The United Japanese Society of Hawaii honored 24 new 80-year-olds at its annual “Nenchosha Ian Engei Taikai” program on Sept. 28 at the Japanese Cultural Center of Hawai‘i’s Manoa Grand Ballroom. The program is held in conjunction with the observance of “Keiro no Hi,” or “Respect for the Aged Day,” which is a national holiday in Japan. UJSH asks the various O‘ahu kenjinkai, senior citizen clubs and community centers to identify its new octogenarians so that UJSH can recognize them at the Nenchosha Festival. This year’s new octogenarians were born in 1939.
The program opened with a lively taiko performance by Wahiawä-based Ryugen Taiko and the Japanese dance, “Kotobuki Sambaso,” performed by Bando Michiye II (Estelle Araki).
UJSH president Rev. Akihiro Okada welcomed the 250 people in attendance, offering his “sincere appreciation to the nenchosha (elders) for teaching and passing on significant values to younger generations. The younger generation grew up by watching you,” he told the honorees. “Please take care and live a long life with happiness and joy.”
Gov. David Ige said there is much that can be learned from our seniors. He called them “the silent generation” — the generation that appreciated their family, was fiercely determined, and that possessed an inspiring work ethic and a commitment to their community.
Consul General Ito thanked the UJSH for organizing the Nenchosha Ian Engei Taikai and for perpetuating and preserving Japanese heritage in Hawai‘i.

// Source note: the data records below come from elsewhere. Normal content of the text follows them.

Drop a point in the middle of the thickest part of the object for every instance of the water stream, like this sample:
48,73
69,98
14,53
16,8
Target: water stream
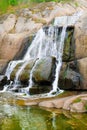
49,41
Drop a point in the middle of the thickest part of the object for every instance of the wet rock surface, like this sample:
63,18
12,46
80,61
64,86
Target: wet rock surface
15,30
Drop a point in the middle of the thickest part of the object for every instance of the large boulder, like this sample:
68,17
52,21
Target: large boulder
44,70
3,81
80,36
69,79
11,44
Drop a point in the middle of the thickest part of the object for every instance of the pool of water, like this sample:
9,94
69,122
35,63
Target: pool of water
15,117
8,6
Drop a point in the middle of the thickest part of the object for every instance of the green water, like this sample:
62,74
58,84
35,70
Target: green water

Honored were: Nancy Akamichi, Laura Doi, William Doi, Ellen Fujihara, Jane Fujii, Roy Hamasaki, Hiroshi Honda, Kenneth Hosaka, Owen Iha, Helen Iha, Jeanne Inouye, Kathy Kaneshiro, Asako Kitahara, Ryosho Kokuzo, Edith Ko‘omoa, Lei Reiko Learmont, Fusayo “Fussy” Nagai, Robert Nagao, Yukihide Nakama, Hiroko Okabe, Mary Sueda, Yoshiko Sickels, Kazue Uechi and Janice Yokooji.
Each honoree was introduced individually, presented a certificate, and then had their photo taken with Gov. Ige, first lady Dawn Amano-Ige, Consul General of Japan Koichi Ito, UJSH president Okada and current Cherry Blossom queen Lauren Sugai. They were also treated to a buffet lunch and a program of music and dance and were presented a gift bag of goodies.

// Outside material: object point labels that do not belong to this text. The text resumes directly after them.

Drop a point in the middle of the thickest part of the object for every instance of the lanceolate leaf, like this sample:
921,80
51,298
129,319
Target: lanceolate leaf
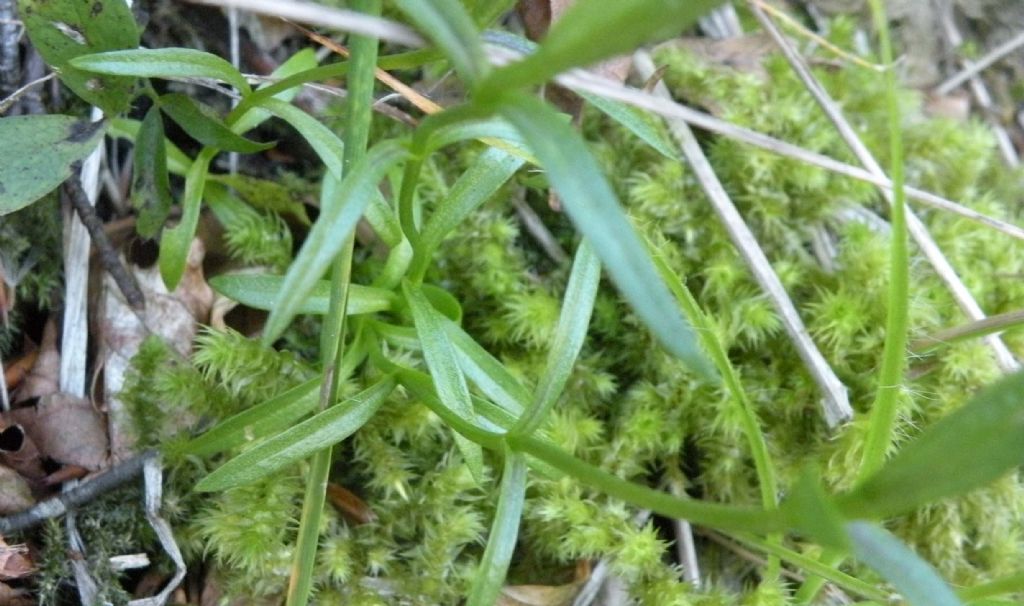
971,447
504,530
621,28
37,155
62,31
163,62
204,127
593,207
330,231
260,291
325,429
449,380
914,578
151,186
569,334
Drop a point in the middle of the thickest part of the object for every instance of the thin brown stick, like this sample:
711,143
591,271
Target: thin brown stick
108,256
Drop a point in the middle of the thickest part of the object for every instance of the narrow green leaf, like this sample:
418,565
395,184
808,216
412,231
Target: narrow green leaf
915,579
62,31
327,144
151,189
621,28
38,154
449,380
578,304
163,62
124,128
448,25
329,232
504,530
201,124
260,291
594,209
257,422
320,431
971,447
176,241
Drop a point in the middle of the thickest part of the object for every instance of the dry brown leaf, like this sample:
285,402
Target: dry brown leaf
14,561
15,494
43,379
173,316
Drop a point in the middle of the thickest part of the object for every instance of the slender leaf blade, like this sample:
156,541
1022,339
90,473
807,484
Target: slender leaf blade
329,232
42,158
594,209
504,530
321,431
915,578
449,380
163,62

Fusayo Nagai, past president of the Hawaii Fukuoka Kenjin Kai, and Robert Nagao, past president of the Honolulu Hiroshima Kenjin Kai, spoke on behalf of their fellow octogenarians. Nagai thanked the UJSH for honoring the new nenchosha with the special program. She encouraged her fellow honorees to live long and healthy lives. “Our honorees have contributed much to society,” she said.
“Hontö ni arigatai (We’re truly very grateful),” said Robert Nagao, adding that he and his fellow octogenarians can now add celebrating their beiju, or auspicious 88th birthday, to their bucket list.
UJSH past president Ken Saiki led the audience in a rousing banzai to the honorees.
The entertainment program included a mix of songs, dances and even some magic by Roy Hamasaki, one of the new nenchosha. Audience favorites included the duets by 2018-19 Cherry Blossom Festival queen Melanie Carrie and Charles Mukaida singing “Only Us” from the Broadway musical, “Dear Evan Hansen,” and the Teruya brothers — Tanner and Devin — who congratulated their grandmother, Fusayo Nagai, for being one of the honorees and then sang one of their audience favorites, “The Prayer.”
Chinagu Eisa Hawaii closed the program with an eisä number, followed by a closing tejime (Japanese ceremonial hand-clapping) led by UJSH past president Christine Kubota.
UJSH member Karen Kuba-Hori chaired the Nenchosha Ian Engei Taikai event.